Перевод с итальянского Е. Дмитриевой
Опубликовано в журнале Иностранная литература, номер 12, 2003
Перевод Дмитриева Елена
Моей дочери Терезе,
подарившей мне тетрадь,
на страницах которой
родилась эта книга.
Под миндальным деревом твоей госпожи, |
Мне давно хотелось узнать, что снилось моим любимым писателям, художникам, музыкантам. К сожалению, те, о ком я рассказываю в этой книге, не оставили свидетельств о ночных блужданиях своего духа. Искушение исправить положение было так велико, что я, призвав на помощь литературу, решил восстановить утраченное. Вместе с тем я сознаю, что эти истории-реконструкции, созданные воображением человека, тоскующего по неведомым снам, — всего лишь убогие предположения, бледные догадки, бесславные подделки.

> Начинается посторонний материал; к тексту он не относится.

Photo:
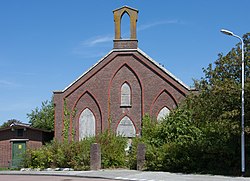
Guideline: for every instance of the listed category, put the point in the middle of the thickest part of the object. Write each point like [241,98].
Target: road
[46,178]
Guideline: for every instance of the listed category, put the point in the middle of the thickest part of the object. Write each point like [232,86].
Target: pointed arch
[125,95]
[87,124]
[125,25]
[126,128]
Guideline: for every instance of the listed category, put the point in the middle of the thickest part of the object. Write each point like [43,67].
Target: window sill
[125,106]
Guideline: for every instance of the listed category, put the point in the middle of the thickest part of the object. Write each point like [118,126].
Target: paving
[132,175]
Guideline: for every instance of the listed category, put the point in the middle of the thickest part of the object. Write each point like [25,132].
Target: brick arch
[122,75]
[86,100]
[163,99]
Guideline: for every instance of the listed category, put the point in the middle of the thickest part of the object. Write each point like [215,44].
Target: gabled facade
[117,91]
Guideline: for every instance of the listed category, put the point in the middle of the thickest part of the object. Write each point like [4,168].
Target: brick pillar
[95,157]
[141,152]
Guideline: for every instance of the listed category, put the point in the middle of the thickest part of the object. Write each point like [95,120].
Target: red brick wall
[99,90]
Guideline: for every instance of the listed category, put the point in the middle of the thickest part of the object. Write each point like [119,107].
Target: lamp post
[242,99]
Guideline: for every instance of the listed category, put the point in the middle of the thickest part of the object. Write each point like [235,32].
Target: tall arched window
[126,128]
[86,124]
[125,95]
[163,113]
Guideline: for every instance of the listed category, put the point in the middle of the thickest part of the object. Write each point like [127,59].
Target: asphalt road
[45,178]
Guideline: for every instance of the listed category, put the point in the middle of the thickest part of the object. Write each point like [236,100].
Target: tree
[203,133]
[219,94]
[9,122]
[43,118]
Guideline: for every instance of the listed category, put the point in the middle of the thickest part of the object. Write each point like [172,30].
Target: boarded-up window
[125,95]
[86,124]
[163,113]
[126,128]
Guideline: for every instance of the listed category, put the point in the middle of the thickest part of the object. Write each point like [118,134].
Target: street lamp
[242,99]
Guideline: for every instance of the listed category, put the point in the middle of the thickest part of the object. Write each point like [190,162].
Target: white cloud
[97,40]
[158,23]
[5,83]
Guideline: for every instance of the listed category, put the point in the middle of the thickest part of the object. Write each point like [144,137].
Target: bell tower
[132,42]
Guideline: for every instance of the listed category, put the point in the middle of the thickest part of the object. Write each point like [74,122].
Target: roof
[128,50]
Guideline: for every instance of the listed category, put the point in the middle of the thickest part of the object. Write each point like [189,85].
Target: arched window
[126,128]
[86,124]
[125,95]
[125,26]
[163,113]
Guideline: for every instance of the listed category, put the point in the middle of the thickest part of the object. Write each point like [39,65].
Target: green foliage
[77,154]
[74,155]
[203,134]
[113,150]
[43,118]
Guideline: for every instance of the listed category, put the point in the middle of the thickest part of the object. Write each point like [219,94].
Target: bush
[76,155]
[178,144]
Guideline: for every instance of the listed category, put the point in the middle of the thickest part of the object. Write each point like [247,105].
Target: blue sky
[46,44]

Пусть они именно так и читаются, и пусть души моих персонажей, которые смотрят теперь сны на том свете, отнесутся снисходительно к своему бедному потомку.
А. Т.
Сон Публия Овидия Назона, поэта и придворного
Ненастной январской ночью шестнадцатого года по Рождеству Христову в Томах, что на Черном море, Публию Овидию Назону приснилось, будто он снова любимый поэт императора и волею богов чудесным образом превратился в гигантскую, величиной с человека, бабочку.
У этой исполинской бабочки были роскошные желто-голубые крылья и огромные выпуклые глаза, способные охватить взглядом весь горизонт.

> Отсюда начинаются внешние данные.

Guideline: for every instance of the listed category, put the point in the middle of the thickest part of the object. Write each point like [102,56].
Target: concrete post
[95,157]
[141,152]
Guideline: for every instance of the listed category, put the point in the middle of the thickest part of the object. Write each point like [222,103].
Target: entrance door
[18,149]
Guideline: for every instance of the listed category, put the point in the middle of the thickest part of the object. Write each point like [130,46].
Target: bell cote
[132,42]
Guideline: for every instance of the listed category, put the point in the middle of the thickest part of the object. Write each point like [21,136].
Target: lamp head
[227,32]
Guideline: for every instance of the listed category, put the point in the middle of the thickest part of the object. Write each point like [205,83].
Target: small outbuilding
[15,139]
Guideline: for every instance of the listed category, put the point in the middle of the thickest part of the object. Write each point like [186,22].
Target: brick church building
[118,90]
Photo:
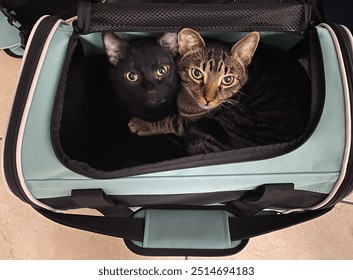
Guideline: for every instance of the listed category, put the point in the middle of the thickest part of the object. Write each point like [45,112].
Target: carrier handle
[241,16]
[133,228]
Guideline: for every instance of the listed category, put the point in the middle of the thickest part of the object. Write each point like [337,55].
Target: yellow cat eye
[197,74]
[131,77]
[227,80]
[162,71]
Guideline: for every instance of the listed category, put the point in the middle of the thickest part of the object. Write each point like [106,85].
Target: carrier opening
[90,123]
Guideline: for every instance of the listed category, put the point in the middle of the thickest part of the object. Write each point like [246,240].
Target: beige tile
[24,234]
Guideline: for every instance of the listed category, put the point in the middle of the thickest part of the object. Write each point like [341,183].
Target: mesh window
[271,15]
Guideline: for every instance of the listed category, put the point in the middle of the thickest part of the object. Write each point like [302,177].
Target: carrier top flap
[243,15]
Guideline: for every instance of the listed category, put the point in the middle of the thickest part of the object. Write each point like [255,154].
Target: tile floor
[24,234]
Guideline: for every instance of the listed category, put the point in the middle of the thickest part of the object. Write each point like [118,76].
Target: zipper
[10,148]
[345,42]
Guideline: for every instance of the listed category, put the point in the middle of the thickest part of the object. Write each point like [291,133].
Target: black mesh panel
[250,15]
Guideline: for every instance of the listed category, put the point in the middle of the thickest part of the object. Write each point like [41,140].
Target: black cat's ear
[169,41]
[189,40]
[244,49]
[115,47]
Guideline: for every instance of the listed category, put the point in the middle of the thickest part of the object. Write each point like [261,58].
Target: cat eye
[227,80]
[131,76]
[162,71]
[197,74]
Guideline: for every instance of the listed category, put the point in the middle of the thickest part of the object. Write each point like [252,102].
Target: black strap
[246,227]
[129,228]
[97,199]
[264,196]
[133,228]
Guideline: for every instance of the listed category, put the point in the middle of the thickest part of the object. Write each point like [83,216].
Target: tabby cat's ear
[115,47]
[169,41]
[246,47]
[188,40]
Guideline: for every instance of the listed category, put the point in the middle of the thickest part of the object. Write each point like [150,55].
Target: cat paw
[141,127]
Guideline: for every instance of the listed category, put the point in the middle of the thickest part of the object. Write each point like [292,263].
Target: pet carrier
[203,205]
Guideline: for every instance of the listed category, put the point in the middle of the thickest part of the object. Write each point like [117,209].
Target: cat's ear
[169,41]
[188,40]
[245,48]
[115,47]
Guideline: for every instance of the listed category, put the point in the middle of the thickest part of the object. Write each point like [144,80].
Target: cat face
[213,74]
[144,74]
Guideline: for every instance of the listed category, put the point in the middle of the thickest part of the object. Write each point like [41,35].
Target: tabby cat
[248,95]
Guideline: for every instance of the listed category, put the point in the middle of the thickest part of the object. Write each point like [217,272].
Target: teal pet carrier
[203,205]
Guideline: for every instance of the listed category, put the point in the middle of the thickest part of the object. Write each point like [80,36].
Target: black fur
[95,114]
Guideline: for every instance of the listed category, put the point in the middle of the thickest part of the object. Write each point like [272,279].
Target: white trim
[348,125]
[13,100]
[27,109]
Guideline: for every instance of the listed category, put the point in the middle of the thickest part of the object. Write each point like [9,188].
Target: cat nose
[208,99]
[151,91]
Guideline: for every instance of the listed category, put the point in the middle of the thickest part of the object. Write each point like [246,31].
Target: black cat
[100,99]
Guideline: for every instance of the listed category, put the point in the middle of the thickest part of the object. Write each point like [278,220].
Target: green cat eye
[131,76]
[227,80]
[162,71]
[197,74]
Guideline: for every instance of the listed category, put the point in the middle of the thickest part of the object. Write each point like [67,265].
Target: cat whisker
[236,104]
[229,109]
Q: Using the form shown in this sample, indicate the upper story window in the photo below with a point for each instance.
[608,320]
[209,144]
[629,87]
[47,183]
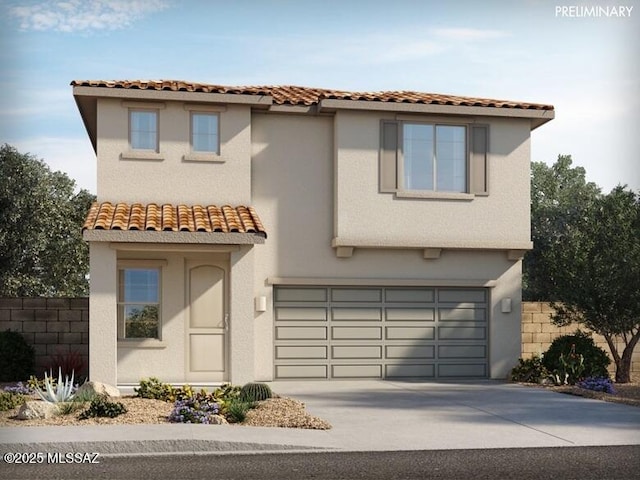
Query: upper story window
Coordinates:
[434,160]
[138,303]
[204,132]
[434,157]
[143,129]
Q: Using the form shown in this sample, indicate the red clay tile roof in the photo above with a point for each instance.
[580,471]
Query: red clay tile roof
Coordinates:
[173,218]
[292,95]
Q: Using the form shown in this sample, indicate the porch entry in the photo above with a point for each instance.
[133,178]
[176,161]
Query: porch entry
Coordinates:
[207,320]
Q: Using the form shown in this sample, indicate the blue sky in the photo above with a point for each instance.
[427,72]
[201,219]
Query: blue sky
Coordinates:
[587,67]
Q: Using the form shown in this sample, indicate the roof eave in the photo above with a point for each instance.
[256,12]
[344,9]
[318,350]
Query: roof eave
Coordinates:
[539,116]
[197,238]
[263,101]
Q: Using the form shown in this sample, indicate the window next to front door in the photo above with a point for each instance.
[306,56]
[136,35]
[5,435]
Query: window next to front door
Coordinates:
[138,303]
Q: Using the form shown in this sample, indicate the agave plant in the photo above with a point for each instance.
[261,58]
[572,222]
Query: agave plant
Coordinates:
[62,392]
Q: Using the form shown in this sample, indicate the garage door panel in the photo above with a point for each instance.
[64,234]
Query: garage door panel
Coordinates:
[356,351]
[356,294]
[410,351]
[405,295]
[362,313]
[380,332]
[410,371]
[301,333]
[301,371]
[356,333]
[462,351]
[301,352]
[287,294]
[356,371]
[302,314]
[462,333]
[478,370]
[410,333]
[462,314]
[410,314]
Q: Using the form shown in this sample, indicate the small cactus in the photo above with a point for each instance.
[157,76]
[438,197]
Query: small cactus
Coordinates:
[255,392]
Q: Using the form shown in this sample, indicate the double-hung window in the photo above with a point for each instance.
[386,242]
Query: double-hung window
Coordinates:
[434,159]
[143,129]
[204,133]
[138,302]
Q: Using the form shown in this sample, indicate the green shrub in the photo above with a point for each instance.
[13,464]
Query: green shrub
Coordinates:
[17,357]
[9,400]
[255,392]
[530,370]
[558,360]
[154,388]
[236,410]
[102,407]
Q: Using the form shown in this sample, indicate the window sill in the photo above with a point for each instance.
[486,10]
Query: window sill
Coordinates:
[435,195]
[203,157]
[147,343]
[141,155]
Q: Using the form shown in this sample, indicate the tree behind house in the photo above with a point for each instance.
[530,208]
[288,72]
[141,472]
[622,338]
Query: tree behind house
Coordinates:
[42,252]
[586,257]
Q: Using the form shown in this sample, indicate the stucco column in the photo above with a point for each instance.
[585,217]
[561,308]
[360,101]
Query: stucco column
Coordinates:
[242,316]
[103,346]
[506,327]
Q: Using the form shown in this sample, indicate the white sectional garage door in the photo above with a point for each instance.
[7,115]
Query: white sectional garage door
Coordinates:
[380,332]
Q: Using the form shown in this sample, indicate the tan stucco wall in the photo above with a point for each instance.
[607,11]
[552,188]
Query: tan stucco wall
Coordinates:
[499,220]
[172,179]
[293,191]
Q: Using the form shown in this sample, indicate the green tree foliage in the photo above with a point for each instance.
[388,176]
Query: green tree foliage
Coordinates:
[594,273]
[143,323]
[560,196]
[42,252]
[586,256]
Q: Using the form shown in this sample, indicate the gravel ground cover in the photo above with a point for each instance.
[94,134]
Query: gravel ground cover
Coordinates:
[275,412]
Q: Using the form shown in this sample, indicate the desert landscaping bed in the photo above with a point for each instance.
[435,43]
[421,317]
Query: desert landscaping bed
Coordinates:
[275,412]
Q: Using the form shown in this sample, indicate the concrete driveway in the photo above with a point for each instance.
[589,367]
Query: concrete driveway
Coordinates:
[372,416]
[385,415]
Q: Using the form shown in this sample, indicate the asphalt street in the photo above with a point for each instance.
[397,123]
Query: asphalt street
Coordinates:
[566,463]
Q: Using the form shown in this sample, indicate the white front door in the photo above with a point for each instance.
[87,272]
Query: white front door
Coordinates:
[207,321]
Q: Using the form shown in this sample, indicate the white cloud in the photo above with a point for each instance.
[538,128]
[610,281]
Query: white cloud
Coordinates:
[83,15]
[467,34]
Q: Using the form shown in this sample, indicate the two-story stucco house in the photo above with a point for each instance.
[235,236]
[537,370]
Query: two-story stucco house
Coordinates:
[260,233]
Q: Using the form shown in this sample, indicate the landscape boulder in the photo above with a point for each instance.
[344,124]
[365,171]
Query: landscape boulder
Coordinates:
[98,388]
[37,409]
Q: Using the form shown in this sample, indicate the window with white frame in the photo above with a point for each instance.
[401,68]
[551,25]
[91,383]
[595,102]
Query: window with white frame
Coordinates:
[143,129]
[204,132]
[138,302]
[434,157]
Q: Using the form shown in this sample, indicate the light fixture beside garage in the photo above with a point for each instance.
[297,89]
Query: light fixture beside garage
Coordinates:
[506,305]
[261,303]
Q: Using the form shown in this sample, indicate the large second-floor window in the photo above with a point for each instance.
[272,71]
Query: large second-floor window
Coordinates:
[143,129]
[435,157]
[204,132]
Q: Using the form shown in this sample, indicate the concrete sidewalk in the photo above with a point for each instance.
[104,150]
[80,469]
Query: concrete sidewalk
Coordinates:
[371,416]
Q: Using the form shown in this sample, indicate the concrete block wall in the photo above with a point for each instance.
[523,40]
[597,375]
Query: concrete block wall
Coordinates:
[52,326]
[538,332]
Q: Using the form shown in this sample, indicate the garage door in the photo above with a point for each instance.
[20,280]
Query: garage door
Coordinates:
[345,332]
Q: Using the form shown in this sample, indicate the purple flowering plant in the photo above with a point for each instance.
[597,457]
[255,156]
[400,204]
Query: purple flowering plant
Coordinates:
[597,384]
[196,409]
[19,388]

Подкатила специально построенная золотая колесница, и шестерка белых, запряженных цугом лошадей повезла Овидия в Рим. В колеснице он пытался стоять, но тонкие ножки не выдерживали тяжести крыльев, и он то и дело опрокидывался на подушки, не без удовольствия демонстрируя ликующей толпе драгоценные восточные браслеты, сверкавшие на задранных кверху ножках.
Когда колесница подъехала к воротам Рима, Овидий приподнялся на подушках и дрожащими ножками с большим трудом водрузил на голову лавровый венок.

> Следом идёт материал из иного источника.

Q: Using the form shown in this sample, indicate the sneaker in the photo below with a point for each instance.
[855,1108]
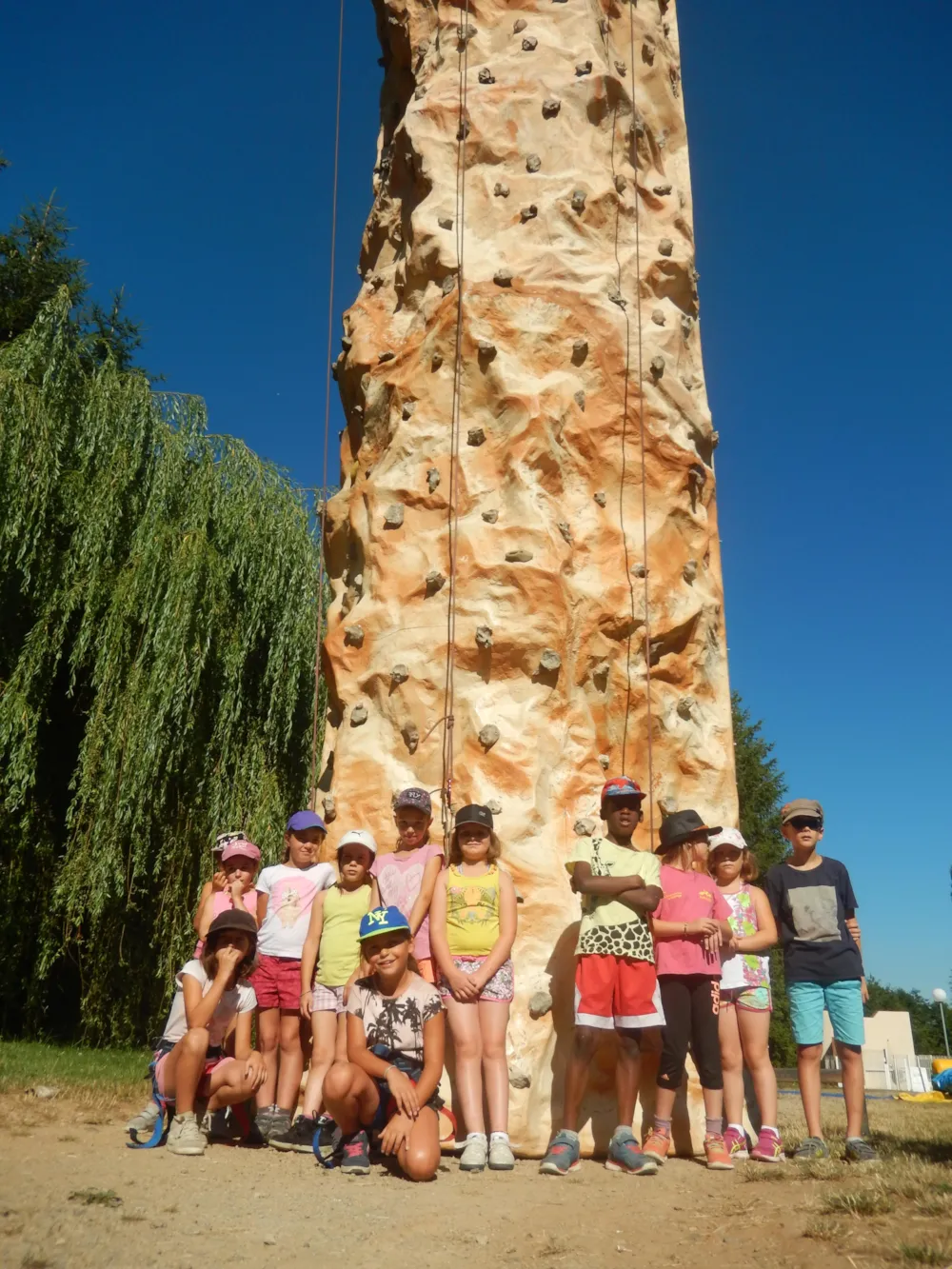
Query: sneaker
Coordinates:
[810,1149]
[501,1155]
[299,1136]
[625,1157]
[185,1136]
[737,1143]
[719,1159]
[768,1149]
[357,1154]
[474,1157]
[860,1151]
[563,1155]
[657,1145]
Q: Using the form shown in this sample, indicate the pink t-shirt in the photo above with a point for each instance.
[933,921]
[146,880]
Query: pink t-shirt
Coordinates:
[399,880]
[688,898]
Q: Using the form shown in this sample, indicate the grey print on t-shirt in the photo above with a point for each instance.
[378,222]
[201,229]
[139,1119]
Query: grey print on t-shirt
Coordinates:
[814,911]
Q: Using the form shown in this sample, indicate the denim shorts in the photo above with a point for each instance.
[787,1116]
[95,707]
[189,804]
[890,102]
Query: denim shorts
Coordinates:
[843,1001]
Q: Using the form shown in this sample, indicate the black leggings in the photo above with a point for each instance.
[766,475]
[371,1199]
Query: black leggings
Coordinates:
[691,1004]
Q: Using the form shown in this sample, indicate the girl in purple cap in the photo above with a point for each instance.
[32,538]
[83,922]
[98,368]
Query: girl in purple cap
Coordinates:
[407,877]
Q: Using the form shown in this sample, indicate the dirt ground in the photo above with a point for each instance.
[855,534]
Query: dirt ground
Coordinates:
[246,1207]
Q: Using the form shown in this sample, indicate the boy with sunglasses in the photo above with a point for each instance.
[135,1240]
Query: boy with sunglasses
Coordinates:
[814,905]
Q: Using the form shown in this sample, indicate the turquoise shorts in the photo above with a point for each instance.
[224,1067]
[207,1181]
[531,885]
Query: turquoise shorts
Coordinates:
[843,1001]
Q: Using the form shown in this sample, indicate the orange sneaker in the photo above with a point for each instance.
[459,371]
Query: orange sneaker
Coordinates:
[657,1145]
[719,1159]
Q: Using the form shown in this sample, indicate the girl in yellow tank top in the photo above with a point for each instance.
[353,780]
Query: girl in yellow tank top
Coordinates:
[472,929]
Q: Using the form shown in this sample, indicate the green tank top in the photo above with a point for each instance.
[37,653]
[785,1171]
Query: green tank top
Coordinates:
[339,953]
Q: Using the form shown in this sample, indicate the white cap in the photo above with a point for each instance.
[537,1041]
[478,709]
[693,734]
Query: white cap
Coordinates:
[726,838]
[358,838]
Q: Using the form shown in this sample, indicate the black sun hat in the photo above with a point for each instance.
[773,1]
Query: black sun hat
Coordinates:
[680,826]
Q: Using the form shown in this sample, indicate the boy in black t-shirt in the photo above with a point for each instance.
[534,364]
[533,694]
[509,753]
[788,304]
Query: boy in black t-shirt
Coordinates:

Толпа восторженно приветствовала его, а многие даже падали ниц, полагая, что перед ними азийское божество. Овидий хотел объяснить, что он Овидий, но, открыв рот, смог издать лишь странное жужжание, настолько пронзительное, что люди стали затыкать уши.
Вы не хотите слушать мою песню? — возмущался Овидий. — Не хотите слушать песню поэта Овидия, который учил вас науке любви, рассказывал вам о куртизанках и средствах для лица, о чудесах и метаморфозах?
Но толпа, которая вместо членораздельной речи слышала бессмысленное жужжание, в ужасе шарахалась от колесницы.
Наконец подъехали к императорскому дворцу, и Овидий, ковыляя на своих подгибающихся ножках, поднялся по лестнице в чертоги Цезаря Августа.
Император ждал его, сидя на троне и попивая из кубка вино. Что ж, послушаем, что ты для меня сочинил, сказал он.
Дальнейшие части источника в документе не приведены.